Home > Build Datastores From Scratch > Build Datastores From Scratch > Creating a Document-Oriented Database

Building a Document-Oriented Database in Python

In this tutorial, we will learn how to build a Document-Oriented Database from scratch using Python. A Document-Oriented Database is a type of NoSQL database that stores and retrieves data in the form of flexible, JSON-like documents. We will explore the key concepts of Document-Oriented Databases, including creating a database class, adding, deleting, and modifying documents, as well as querying and retrieving data based on specific conditions.

Throughout the tutorial, we will also discuss important topics such as JSON-like documents, performance considerations, and persisting data to disk for long-term storage. By the end of this tutorial, you will have a practical understanding of how Document-Oriented Databases work and be able to create your own basic version using Python. So let's get started and dive into the world of Document-Oriented Databases!

In this section, we will cover the creation of our Document Database Class. Assuming your intermediate programming knowledge and experience, you should be familiar with Object-Oriented Programming (OOP). In OOP, a class is like a blueprint for creating objects. For our database, the objects will be the documents we want to store.

In Python, we begin the class definition with the keyword class followed by the class name. In our case, it would be DocumentDB representing our Document-Oriented Database. The class will have methods for creating, deleting and modifying key-value pairs, just like our documents.

The __init__ method is used to initialize attributes. We will use a Python dictionary, denoted as docs, to store our documents. This is similar to a Hashmap in Java or an Object in JavaScript.

Our class will have theadd_doc, delete_doc and modify_doc methods, representing the basic CRUD operations(CReate, Update, Delete). Crud operations are fundamental in any persistent storage system.
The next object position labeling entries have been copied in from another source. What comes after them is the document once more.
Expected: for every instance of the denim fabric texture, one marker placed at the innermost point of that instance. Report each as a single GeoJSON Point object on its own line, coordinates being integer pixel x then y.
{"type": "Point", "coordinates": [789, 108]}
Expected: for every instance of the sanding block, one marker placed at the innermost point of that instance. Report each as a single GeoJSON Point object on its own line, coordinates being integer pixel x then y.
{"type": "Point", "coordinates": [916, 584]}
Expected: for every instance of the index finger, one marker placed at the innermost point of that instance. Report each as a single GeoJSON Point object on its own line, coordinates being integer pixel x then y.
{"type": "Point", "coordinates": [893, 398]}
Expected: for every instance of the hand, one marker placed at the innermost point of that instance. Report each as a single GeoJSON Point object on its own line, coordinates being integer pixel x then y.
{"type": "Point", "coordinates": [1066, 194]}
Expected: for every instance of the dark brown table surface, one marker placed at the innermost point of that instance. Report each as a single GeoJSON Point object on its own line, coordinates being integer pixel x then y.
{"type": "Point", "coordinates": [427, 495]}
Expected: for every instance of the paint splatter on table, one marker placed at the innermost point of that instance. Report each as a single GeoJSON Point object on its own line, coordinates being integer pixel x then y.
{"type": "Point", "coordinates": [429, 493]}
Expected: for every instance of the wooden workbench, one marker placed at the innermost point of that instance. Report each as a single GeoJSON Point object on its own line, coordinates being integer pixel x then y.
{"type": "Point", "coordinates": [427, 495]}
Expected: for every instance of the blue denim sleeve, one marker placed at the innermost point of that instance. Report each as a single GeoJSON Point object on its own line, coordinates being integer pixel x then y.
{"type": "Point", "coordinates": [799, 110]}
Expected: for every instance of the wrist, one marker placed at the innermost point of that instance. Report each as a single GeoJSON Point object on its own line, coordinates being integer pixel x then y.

You can think of these operations as similar to trading stocks in finance - adding a document is like buying a stock, deleting a document is like selling, and modifying a document would be adjusting your positions.

The add_doc method will require a key and a value, it will store these as a key-value pair in the docs dictionary. The delete_doc method will remove the key-value pair associated with its given key, and modify_doc will replace the value of a key-value pair corresponding to its given key.

These methods will, for now, perform these operations in-memory meaning that changes will be lost at the end of the program execution. However, we will look at ways to persist these changes in a later section.

xxxxxxxxxx
 
class DocumentDB:
    def __init__(self):
        self.docs = {}
​
    def add_doc(self, key, value):
        self.docs[key] = value
​
    def delete_doc(self, key):
        if key in self.docs:
            del self.docs[key]
​
    def modify_doc(self, key, value):
        if key in self.docs:
            self.docs[key] = value
​
if __name__ == "__main__":
    db = DocumentDB()
    db.add_doc('1', 'Hello World')
    print(db.docs)
    db.modify_doc('1', 'Hello Algodaily')
    print(db.docs)
    db.delete_doc('1')
    print(db.docs)

Let's test your knowledge. Click the correct answer from the options.

What is the purpose of the __init__ method in our DocumentDB class?

Click the option that best answers the question.

To add a new document
To initialize attributes of a class
To delete a document
To modify a document

JSON-like documents, standing for JavaScript Object Notation, are a way to store and transport data. They are lightweight, human-readable, and are based on a subset of the JavaScript Programming Language.

Considered as "self-describing" and easy to understand, JSON structures involve a series of unordered key-value pairs. Keys must be strings, while values can be a variety of types: strings, numbers, objects (JSON objects), arrays, booleans, or null. JSON documents and Python dictionaries are actually quite similar, both being collections of key-value pairs.

For example, let's represent a software engineer's profile using a Python dictionary that exemplifies a JSON-like document. This dictionary includes values of various types (e.g., strings, integers, lists). We store this profile in our Document-Oriented Database because this person is a stock trader interested in AI and finance.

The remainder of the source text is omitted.